Lucinda Williams
Rocks Off has to admit she never really was a Lucinda fan, originally thinking Miss Williams leaned too heavy on the
country side of alt-country. But lately we've come around. For one, we love her careless voice - like Dylan, she's not concerned with singing on-key, and there's a kind of punk aesthetic to that. For two, in a genre that is very chick-heavy, she seems to have risen above the status quo with music that's almost genre-defying. And? She's an excellent songwriter.
We were wrong. We admit it. Besides, what could be better for a drive through the Chihuahuan Desert?
Bob Dylan
The
Royal Albert Hall live album recorded in 1966 is our favorite Bob Dylan album because it perfectly encapsulates the essential Dylan - folk hero turned musical God. Also, the live version of "Like a Rolling Stone" from that recording may be the best rock and roll song of all time. With the scathing lyrics and the electric guitar, it's one giant "Fuck you" to the world of music as it was back then. Rocks Off has heard this song a million times, and she still gets chills when the piano, guitar, organ and drums all clash together at the very beginning of the song.
Dwight Yoakam
Rocks Off finally arrives in Big Bend National Park, the least-visited national park in the country. We meet our friends, one of whom is a geologist on his umpteenth trip to the Chisos, at a bar called
La Kiva and listen to a cover band featuring the park's head botanist play covers of the Grateful Dead.

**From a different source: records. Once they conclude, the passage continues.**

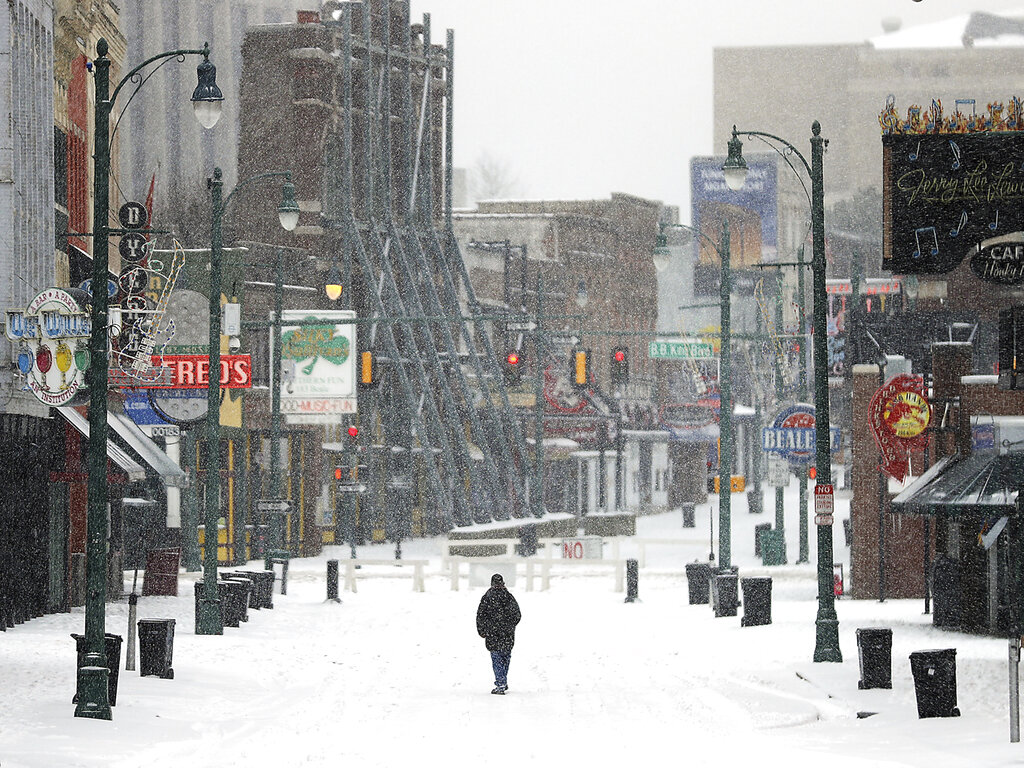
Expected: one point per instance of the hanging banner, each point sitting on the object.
(899, 414)
(317, 353)
(52, 339)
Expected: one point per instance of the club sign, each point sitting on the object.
(793, 434)
(52, 335)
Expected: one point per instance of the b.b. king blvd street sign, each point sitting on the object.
(687, 349)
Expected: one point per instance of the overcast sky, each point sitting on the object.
(580, 98)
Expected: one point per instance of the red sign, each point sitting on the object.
(899, 415)
(193, 371)
(824, 504)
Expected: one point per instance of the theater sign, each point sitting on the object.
(51, 339)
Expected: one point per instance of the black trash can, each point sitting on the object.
(263, 588)
(156, 647)
(725, 591)
(199, 598)
(112, 645)
(254, 599)
(761, 527)
(875, 650)
(527, 541)
(945, 591)
(235, 597)
(935, 682)
(757, 601)
(698, 582)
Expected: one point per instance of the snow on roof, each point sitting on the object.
(981, 30)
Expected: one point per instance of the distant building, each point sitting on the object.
(163, 138)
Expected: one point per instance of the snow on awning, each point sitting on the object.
(115, 453)
(978, 485)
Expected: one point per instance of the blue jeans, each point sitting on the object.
(500, 660)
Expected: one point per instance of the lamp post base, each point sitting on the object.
(93, 698)
(826, 640)
(210, 622)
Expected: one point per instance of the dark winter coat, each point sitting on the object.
(497, 617)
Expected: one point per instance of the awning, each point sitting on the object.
(152, 454)
(114, 452)
(977, 485)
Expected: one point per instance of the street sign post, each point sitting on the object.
(823, 505)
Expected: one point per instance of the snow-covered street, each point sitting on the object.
(392, 677)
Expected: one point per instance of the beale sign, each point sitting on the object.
(792, 434)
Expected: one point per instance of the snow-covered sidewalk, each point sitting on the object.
(391, 677)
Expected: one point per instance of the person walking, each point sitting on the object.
(497, 617)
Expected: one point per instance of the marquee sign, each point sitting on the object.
(193, 371)
(899, 414)
(948, 184)
(52, 335)
(793, 434)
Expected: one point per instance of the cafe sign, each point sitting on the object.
(52, 339)
(999, 259)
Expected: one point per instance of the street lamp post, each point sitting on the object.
(662, 259)
(209, 619)
(826, 625)
(92, 676)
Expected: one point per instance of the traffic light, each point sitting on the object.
(368, 370)
(580, 369)
(512, 368)
(620, 366)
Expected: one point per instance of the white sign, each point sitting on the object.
(273, 506)
(588, 547)
(318, 377)
(778, 471)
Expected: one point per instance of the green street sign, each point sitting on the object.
(680, 350)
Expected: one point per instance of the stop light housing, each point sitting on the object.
(368, 370)
(512, 368)
(580, 369)
(620, 366)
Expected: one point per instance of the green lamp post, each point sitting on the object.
(92, 676)
(209, 620)
(826, 625)
(662, 260)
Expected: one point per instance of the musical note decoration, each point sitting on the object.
(926, 230)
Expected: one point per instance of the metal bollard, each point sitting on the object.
(632, 581)
(332, 581)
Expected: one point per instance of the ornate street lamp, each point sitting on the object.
(826, 625)
(662, 258)
(209, 617)
(92, 676)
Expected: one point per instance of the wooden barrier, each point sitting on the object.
(350, 566)
(535, 566)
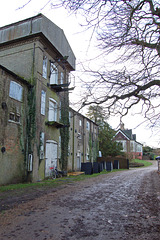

Later, as we're heading to our campsite in our friends' four-wheel drive (that's how remote the campsite is) they pop in their own years-old mixtape meant to evoke the wilds of West Texas. It relies heavily on Dwight Yoakam. We get our tents set up, cook a simple campside dinner and watch the stars while listening to Doyle Hargraves sing about how time doesn't matter in the middle of nowhere.